By request, I'm cross-posting an A9 piece I wrote yesterday. I do have an update though, which can be found at the bottom.
The Moose delivered a good post today. "Win or get out" was his stance. Sorta reminded me of something I read somewhere else once! Still though, despite the elevation of discourse, we're left with a certain truth which everyone I know agrees on:
The truth is that America will withdraw if the situation does not improve in the next year and a half. The patience of the American people is not endless and the politics would dictate a withdrawal if there is not progress.Right. We're bailing. Everyone knows it. I'd say 18 months is a bit long, I'd give it 9-12 (Fourth of July at the latest). Let's just accept that. We're leaving, and the mess that currently exists over there will be a full-out shitstorm after we leave. Believe it.
Now the question becomes, how do we leave? Or better, can we still win? My guess is, even a small improvement for a period of weeks would extend our departure date by a couple of months. For every week of success, tack on an additional month or month and a half of patience from the "American people" (you know, "us"!). You may not accept that. But I think things are fickle enough right now where just a few weeks of solid good news would be so welcomed that the press would practically orgasm on their way to file the report. Let's say its so for argument's sake.
Now, can we win? The Moose rightly parallels the situation to the Kosovo conflict. Yet I think he focuses on the wrong issue. As he points out, in Kosovo, many Republicans were so blinded by their hatred for Clinton that they failed to do the right thing, and decided to play short-term politics rather than long-range defense. And to be sure, there are many on the left who are committing that very same sin now.

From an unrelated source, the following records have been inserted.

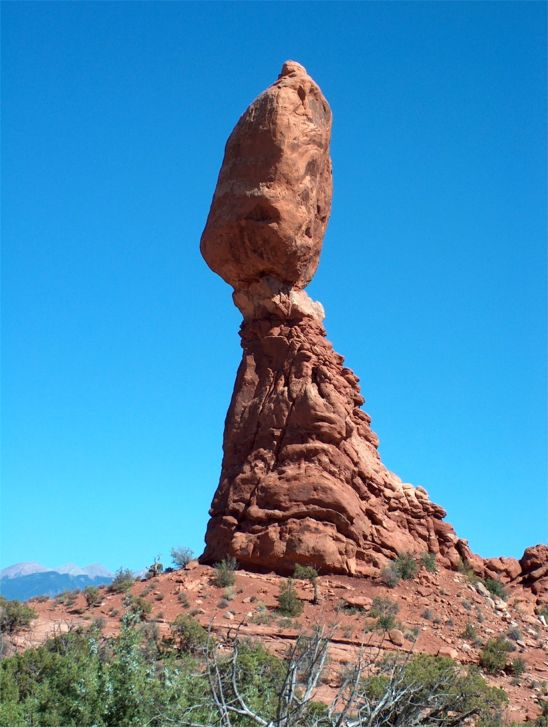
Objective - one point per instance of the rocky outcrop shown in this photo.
(302, 480)
(273, 195)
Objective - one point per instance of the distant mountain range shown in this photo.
(26, 580)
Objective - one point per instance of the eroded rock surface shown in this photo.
(302, 480)
(273, 195)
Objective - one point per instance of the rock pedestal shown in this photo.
(302, 480)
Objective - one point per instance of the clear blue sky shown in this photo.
(120, 346)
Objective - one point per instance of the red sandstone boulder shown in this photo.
(302, 480)
(273, 195)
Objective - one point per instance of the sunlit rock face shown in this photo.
(302, 480)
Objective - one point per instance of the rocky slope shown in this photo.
(435, 616)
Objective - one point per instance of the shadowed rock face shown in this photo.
(302, 480)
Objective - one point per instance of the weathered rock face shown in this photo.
(302, 480)
(273, 195)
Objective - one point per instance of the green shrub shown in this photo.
(225, 573)
(390, 576)
(494, 655)
(188, 634)
(496, 588)
(289, 604)
(123, 581)
(406, 566)
(155, 568)
(181, 556)
(428, 562)
(93, 596)
(137, 606)
(514, 634)
(384, 610)
(15, 616)
(517, 667)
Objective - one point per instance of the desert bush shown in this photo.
(123, 581)
(225, 573)
(136, 679)
(517, 667)
(494, 655)
(188, 634)
(406, 566)
(289, 604)
(93, 596)
(514, 634)
(496, 588)
(155, 568)
(428, 562)
(15, 616)
(181, 556)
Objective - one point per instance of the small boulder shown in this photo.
(396, 637)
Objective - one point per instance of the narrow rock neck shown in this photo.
(269, 297)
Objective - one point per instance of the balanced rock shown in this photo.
(273, 195)
(302, 480)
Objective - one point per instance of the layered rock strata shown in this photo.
(302, 480)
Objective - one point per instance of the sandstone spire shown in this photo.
(302, 480)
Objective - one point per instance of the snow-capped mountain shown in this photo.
(26, 580)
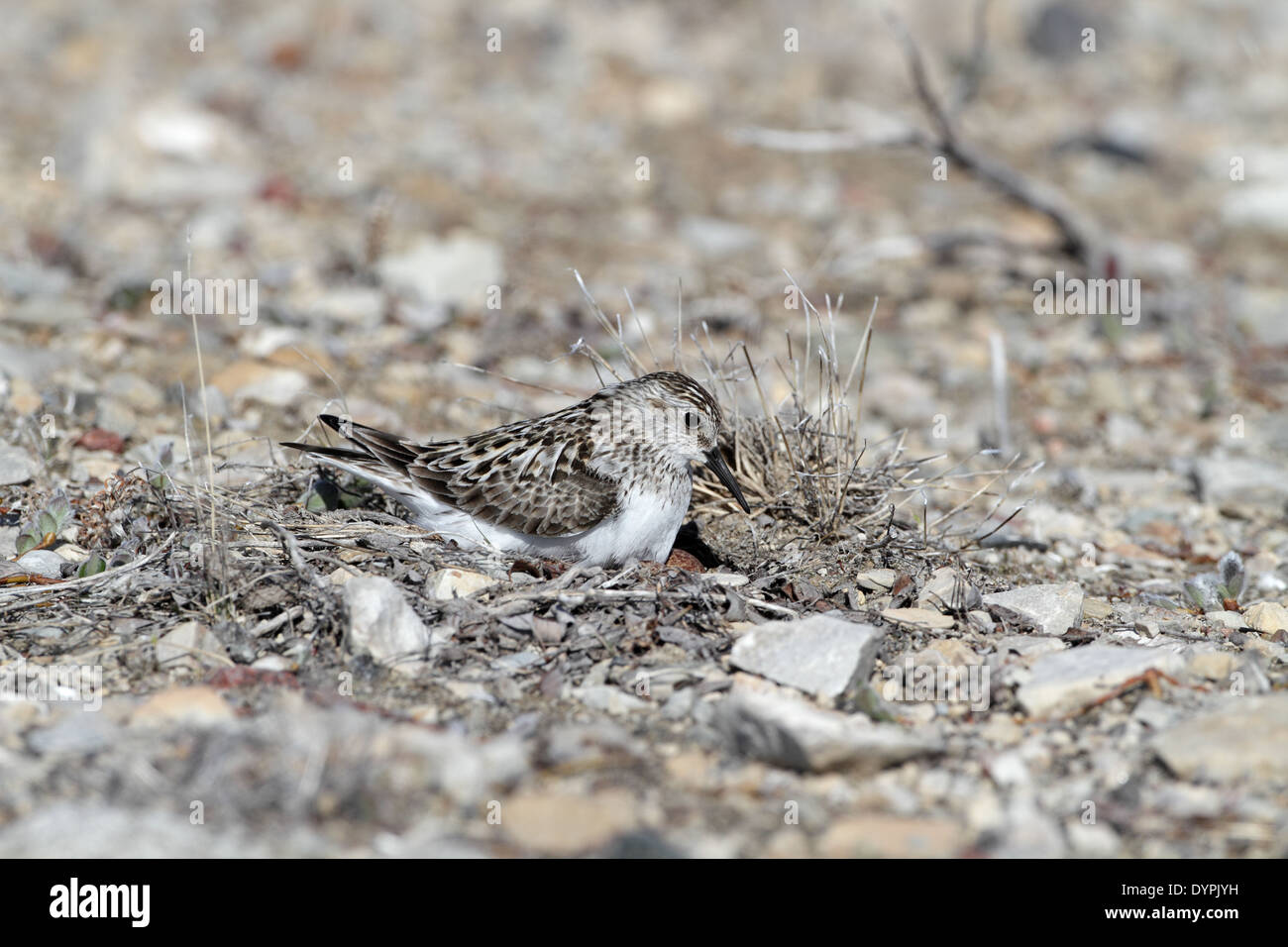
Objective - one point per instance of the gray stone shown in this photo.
(948, 591)
(791, 733)
(819, 655)
(1243, 737)
(1243, 479)
(16, 466)
(1072, 680)
(381, 622)
(1051, 609)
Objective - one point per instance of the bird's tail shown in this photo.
(376, 455)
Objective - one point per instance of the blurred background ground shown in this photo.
(408, 200)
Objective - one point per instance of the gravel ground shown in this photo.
(1046, 615)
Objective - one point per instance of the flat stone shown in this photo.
(191, 705)
(381, 622)
(1243, 737)
(1072, 680)
(1231, 620)
(609, 699)
(1051, 609)
(948, 590)
(566, 823)
(819, 655)
(923, 617)
(791, 733)
(456, 270)
(16, 466)
(40, 562)
(1243, 479)
(1214, 665)
(892, 836)
(876, 579)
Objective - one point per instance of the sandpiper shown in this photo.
(603, 482)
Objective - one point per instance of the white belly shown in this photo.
(642, 530)
(643, 527)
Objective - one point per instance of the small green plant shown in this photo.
(325, 493)
(46, 526)
(1220, 590)
(91, 566)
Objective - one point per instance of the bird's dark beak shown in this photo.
(716, 463)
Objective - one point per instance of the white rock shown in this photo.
(610, 699)
(381, 622)
(454, 582)
(1243, 737)
(1051, 609)
(1072, 680)
(40, 562)
(793, 733)
(819, 655)
(1266, 617)
(454, 270)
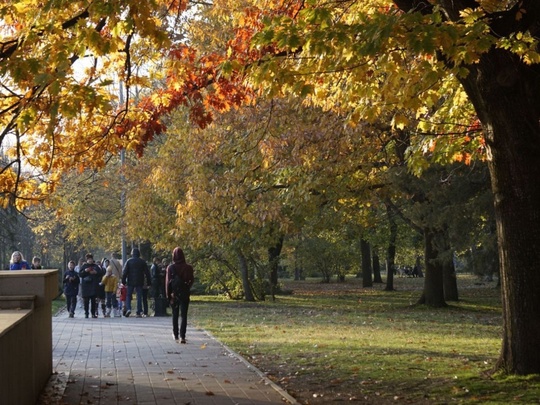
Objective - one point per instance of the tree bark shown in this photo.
(505, 93)
(367, 280)
(449, 278)
(273, 260)
(433, 294)
(376, 267)
(391, 249)
(244, 271)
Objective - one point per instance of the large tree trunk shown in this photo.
(433, 294)
(391, 249)
(244, 271)
(367, 279)
(376, 266)
(273, 261)
(449, 277)
(506, 95)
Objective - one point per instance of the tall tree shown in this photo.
(490, 48)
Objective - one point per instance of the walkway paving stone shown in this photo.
(136, 361)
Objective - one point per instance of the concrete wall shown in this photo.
(25, 333)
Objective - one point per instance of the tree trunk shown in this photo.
(367, 280)
(449, 278)
(376, 267)
(433, 294)
(506, 96)
(244, 271)
(273, 260)
(391, 249)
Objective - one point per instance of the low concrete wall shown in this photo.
(25, 333)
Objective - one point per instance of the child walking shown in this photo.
(110, 283)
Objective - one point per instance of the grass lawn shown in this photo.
(339, 342)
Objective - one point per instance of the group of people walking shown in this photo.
(112, 287)
(17, 262)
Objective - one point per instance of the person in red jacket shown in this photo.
(179, 279)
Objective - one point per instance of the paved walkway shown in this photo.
(136, 361)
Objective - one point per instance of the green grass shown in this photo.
(340, 342)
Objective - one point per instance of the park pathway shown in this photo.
(136, 361)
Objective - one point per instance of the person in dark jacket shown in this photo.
(180, 298)
(71, 288)
(135, 274)
(90, 275)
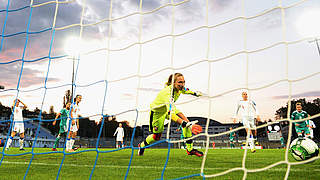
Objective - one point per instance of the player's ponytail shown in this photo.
(176, 75)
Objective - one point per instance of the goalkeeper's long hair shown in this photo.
(176, 75)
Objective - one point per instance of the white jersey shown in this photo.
(120, 134)
(18, 125)
(311, 123)
(17, 115)
(75, 111)
(247, 109)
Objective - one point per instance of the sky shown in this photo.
(121, 65)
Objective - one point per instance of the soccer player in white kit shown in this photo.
(311, 126)
(75, 114)
(120, 135)
(18, 125)
(248, 111)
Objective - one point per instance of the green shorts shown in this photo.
(63, 129)
(305, 130)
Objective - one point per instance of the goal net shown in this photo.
(119, 54)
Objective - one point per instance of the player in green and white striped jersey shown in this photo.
(64, 113)
(301, 127)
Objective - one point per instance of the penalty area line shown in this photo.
(144, 167)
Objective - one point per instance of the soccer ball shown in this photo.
(303, 148)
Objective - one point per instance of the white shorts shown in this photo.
(18, 127)
(248, 122)
(73, 128)
(119, 138)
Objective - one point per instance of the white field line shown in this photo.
(143, 167)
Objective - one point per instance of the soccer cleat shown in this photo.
(141, 150)
(70, 150)
(196, 129)
(191, 123)
(195, 152)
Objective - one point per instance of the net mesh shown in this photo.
(138, 46)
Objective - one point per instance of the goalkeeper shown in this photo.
(64, 113)
(301, 127)
(161, 109)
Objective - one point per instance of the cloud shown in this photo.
(10, 75)
(300, 95)
(220, 5)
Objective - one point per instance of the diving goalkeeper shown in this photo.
(161, 109)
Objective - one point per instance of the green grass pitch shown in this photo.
(113, 165)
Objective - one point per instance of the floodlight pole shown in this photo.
(73, 59)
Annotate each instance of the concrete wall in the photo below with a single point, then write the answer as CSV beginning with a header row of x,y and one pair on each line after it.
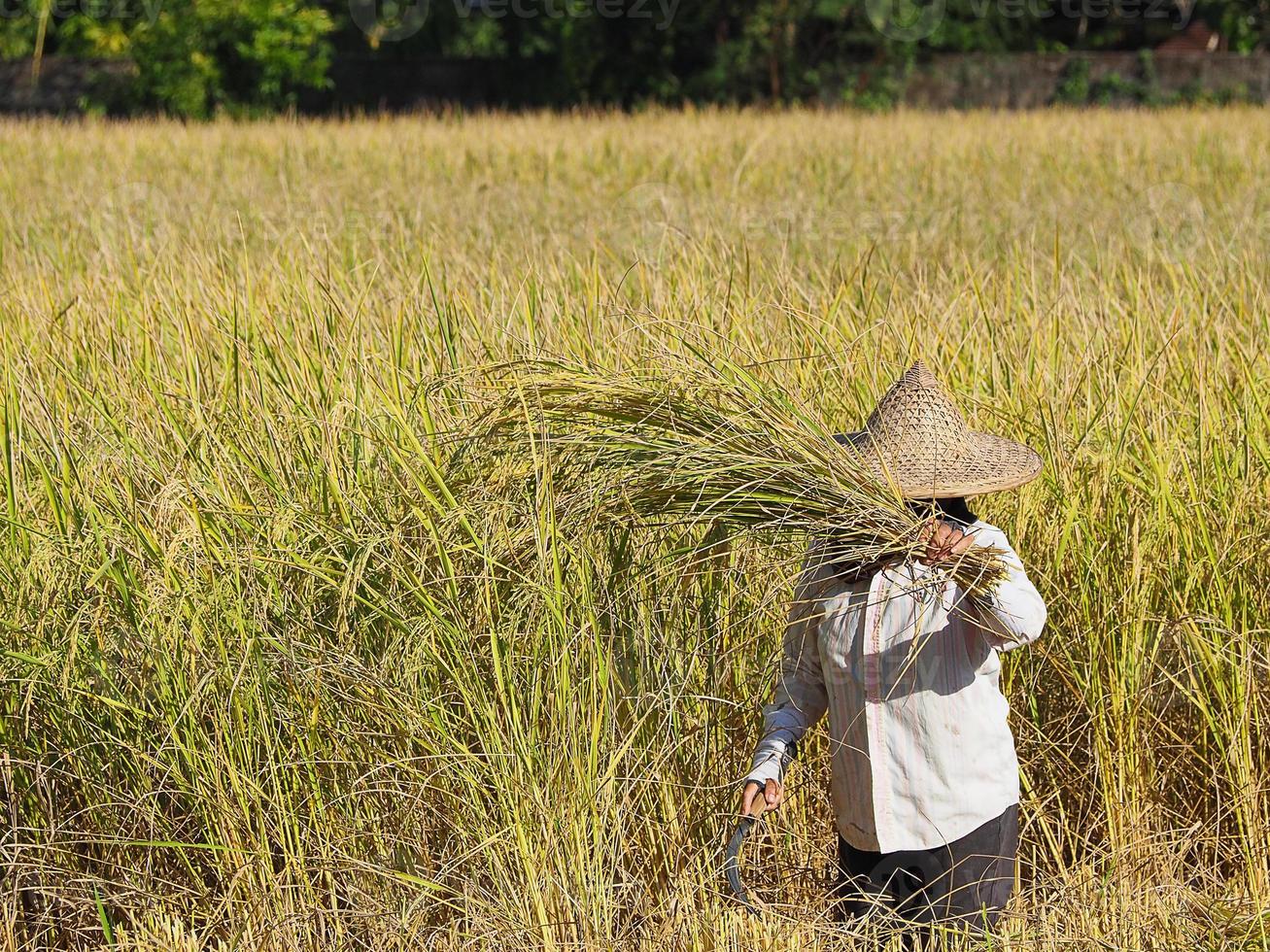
x,y
1030,80
1006,82
62,84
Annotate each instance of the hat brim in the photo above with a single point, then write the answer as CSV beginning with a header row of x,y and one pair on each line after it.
x,y
993,463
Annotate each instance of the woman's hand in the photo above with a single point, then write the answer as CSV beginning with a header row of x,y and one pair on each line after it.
x,y
944,542
756,798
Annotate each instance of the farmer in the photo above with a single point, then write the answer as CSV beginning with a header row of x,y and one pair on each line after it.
x,y
925,777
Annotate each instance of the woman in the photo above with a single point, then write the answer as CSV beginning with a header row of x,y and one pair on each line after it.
x,y
925,777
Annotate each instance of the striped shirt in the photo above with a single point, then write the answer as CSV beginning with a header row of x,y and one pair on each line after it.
x,y
909,670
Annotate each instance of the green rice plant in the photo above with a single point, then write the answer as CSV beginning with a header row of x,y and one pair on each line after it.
x,y
698,443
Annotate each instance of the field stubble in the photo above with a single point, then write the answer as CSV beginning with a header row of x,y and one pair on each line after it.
x,y
259,686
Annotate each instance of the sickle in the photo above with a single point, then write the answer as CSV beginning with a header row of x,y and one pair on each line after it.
x,y
732,865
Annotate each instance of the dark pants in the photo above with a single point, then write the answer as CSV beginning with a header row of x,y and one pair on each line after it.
x,y
964,884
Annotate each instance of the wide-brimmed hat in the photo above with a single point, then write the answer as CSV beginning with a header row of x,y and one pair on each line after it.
x,y
918,441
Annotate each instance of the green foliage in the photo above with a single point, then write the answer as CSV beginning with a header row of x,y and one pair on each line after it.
x,y
192,60
251,56
231,53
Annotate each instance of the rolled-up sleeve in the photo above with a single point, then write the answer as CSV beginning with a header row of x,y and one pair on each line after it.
x,y
1013,613
801,698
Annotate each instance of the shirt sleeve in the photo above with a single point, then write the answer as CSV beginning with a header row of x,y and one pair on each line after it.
x,y
801,698
1013,615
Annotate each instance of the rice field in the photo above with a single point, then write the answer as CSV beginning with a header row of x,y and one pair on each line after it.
x,y
260,687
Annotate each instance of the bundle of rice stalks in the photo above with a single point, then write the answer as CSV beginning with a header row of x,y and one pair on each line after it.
x,y
706,444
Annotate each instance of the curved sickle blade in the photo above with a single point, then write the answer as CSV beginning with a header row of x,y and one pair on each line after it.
x,y
732,865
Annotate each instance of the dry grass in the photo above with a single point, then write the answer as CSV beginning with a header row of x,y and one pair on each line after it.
x,y
259,687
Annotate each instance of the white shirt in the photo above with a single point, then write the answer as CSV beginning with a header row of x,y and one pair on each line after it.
x,y
909,671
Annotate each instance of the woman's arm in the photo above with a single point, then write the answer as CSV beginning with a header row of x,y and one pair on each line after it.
x,y
801,698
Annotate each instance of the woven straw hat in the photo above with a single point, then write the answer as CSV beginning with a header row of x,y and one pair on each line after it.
x,y
918,441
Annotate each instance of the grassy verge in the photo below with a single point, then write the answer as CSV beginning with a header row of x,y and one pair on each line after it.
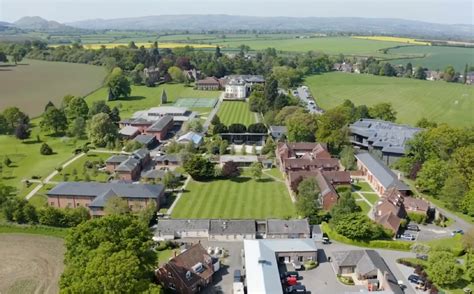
x,y
380,244
36,230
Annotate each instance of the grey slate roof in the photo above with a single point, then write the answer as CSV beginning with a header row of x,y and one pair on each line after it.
x,y
160,124
387,136
169,226
231,227
383,173
117,158
128,165
294,226
92,189
144,139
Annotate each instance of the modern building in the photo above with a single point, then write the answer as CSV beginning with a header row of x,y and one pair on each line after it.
x,y
368,267
189,272
387,137
95,195
262,258
379,176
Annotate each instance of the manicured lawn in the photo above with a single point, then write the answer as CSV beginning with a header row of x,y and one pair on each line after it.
x,y
372,197
144,97
362,186
412,99
240,198
32,83
232,112
77,170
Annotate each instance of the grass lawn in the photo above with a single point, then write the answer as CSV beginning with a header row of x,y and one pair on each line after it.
x,y
362,186
231,112
32,83
412,99
144,97
372,197
81,170
239,198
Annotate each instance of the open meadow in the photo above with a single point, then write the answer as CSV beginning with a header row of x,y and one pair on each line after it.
x,y
239,198
232,112
30,263
412,99
32,83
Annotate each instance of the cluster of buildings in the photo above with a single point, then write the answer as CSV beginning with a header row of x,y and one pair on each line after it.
x,y
235,230
396,200
312,160
236,87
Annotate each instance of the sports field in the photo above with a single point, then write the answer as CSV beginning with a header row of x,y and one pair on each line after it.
x,y
30,263
435,57
31,84
412,99
144,97
231,112
240,198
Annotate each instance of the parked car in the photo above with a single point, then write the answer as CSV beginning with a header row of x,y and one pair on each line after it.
x,y
413,228
296,289
408,237
458,231
237,276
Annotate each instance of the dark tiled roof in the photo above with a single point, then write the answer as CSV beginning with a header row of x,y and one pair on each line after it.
x,y
93,189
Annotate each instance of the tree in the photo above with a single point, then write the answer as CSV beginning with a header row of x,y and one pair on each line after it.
x,y
449,74
256,170
101,130
171,181
76,107
118,85
199,168
347,157
22,131
54,120
176,74
45,149
109,254
301,127
230,169
116,205
442,268
383,111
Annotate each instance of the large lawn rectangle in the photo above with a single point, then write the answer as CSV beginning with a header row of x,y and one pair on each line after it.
x,y
231,112
240,198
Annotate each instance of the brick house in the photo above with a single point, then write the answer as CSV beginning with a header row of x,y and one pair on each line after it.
x,y
189,272
94,195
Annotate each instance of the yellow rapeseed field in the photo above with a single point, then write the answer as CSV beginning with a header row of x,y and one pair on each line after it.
x,y
146,45
393,39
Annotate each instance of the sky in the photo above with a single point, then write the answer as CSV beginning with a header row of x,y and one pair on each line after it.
x,y
437,11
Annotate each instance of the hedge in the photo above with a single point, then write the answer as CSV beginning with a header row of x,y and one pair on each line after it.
x,y
382,244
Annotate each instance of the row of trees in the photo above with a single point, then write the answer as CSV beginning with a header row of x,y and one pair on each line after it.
x,y
441,161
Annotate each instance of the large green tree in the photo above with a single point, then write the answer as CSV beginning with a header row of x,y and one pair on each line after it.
x,y
111,254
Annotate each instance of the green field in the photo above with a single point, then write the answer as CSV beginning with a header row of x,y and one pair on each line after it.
x,y
412,99
239,198
436,57
31,84
144,97
231,112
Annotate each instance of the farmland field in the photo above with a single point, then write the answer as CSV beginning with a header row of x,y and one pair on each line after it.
x,y
231,112
240,198
412,99
435,57
30,263
31,84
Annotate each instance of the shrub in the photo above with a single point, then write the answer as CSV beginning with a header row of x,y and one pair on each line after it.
x,y
45,149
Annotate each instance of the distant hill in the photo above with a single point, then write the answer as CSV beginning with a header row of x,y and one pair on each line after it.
x,y
199,23
37,23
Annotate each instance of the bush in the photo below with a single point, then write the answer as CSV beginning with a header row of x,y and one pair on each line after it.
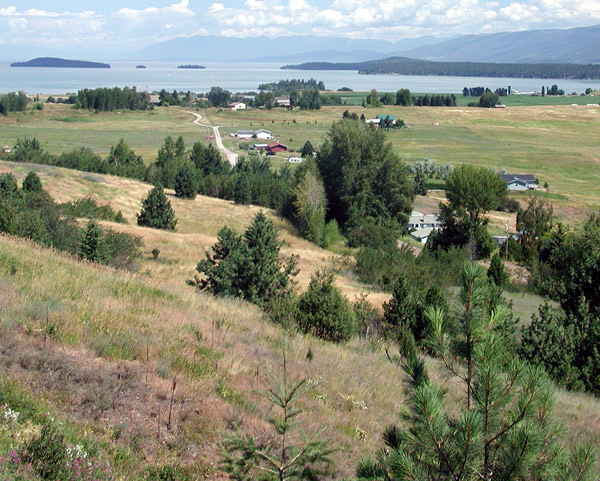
x,y
324,312
47,453
157,211
373,236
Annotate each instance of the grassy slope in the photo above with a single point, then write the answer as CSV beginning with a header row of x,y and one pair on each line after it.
x,y
557,143
93,370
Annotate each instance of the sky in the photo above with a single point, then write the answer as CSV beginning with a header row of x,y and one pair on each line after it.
x,y
131,24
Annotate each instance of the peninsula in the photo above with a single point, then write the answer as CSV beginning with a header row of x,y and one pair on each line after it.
x,y
53,62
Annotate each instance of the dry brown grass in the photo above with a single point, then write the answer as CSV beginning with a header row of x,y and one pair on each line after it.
x,y
199,223
93,370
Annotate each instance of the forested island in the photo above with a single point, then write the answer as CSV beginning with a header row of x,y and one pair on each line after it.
x,y
409,66
59,63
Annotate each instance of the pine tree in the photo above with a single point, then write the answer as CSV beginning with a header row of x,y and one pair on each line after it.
x,y
157,211
279,458
185,185
496,270
503,430
307,149
247,266
242,193
324,312
32,183
88,247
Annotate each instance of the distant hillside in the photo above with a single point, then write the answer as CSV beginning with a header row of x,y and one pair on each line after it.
x,y
59,63
281,49
576,45
409,66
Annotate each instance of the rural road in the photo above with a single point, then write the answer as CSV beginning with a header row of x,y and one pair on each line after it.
x,y
231,156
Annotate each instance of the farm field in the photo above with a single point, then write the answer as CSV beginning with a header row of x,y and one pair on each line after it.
x,y
124,336
558,144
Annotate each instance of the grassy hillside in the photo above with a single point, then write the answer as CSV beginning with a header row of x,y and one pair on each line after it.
x,y
99,349
557,143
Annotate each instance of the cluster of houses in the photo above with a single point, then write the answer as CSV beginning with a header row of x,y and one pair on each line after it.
x,y
279,102
519,182
262,134
377,120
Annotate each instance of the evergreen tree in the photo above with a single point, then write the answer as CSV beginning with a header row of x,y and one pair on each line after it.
x,y
399,313
185,185
8,186
32,183
281,457
157,211
503,430
88,247
248,266
496,271
7,218
241,190
311,206
324,312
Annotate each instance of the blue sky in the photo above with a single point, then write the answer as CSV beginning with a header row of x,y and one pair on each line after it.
x,y
129,24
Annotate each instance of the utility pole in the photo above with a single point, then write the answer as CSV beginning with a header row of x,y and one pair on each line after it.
x,y
506,243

But politics is, afterall, politics.
The singular difference between here and Kosovo is the definition of success. In Kosovo it was simple, stop Milosevic. Once that was accomplished, the situation began to improve. Here though, we stopped Hussein, and ever since then things have all gone straight to holy hell. In other words, we find ourselves today in a situation where the definition of success is quite unclear. Stop the insurgents is far too vague a goal. So is make Iraq safe for freedom. What is the simple goal we are trying to accomplish in Iraq?
I fear the answer to that question has changed over time, and continues to change. But if Democrats would like to take advantage of the Iraq debacle, they need to have a two or three word answer to that question. Right now, all I hear is a lot of puff (from Sen. Biden's 8/14/05 MTP interview:
a secure nation within its borders that's basically a representative government where everybody thinks they've got a piece of the action that is federated in part where there is more autonomy given to the regions than ordinarily would be assumed in a united democracy, and the institutions in place where there is enough ability for that government, whatever is elected, to secure the physical safety of its people and not be a threat to its neighbors.) (does that seem a little abstract to you?)and a lot of "i dunno". That isn't a strategy for success; neither at the ballot box, nor on the field of battle.
UPDATE: Gen. Clark comes forward w/a plan for success. I've only skimmed it, but will post more shortly on where I see good and bad in his details.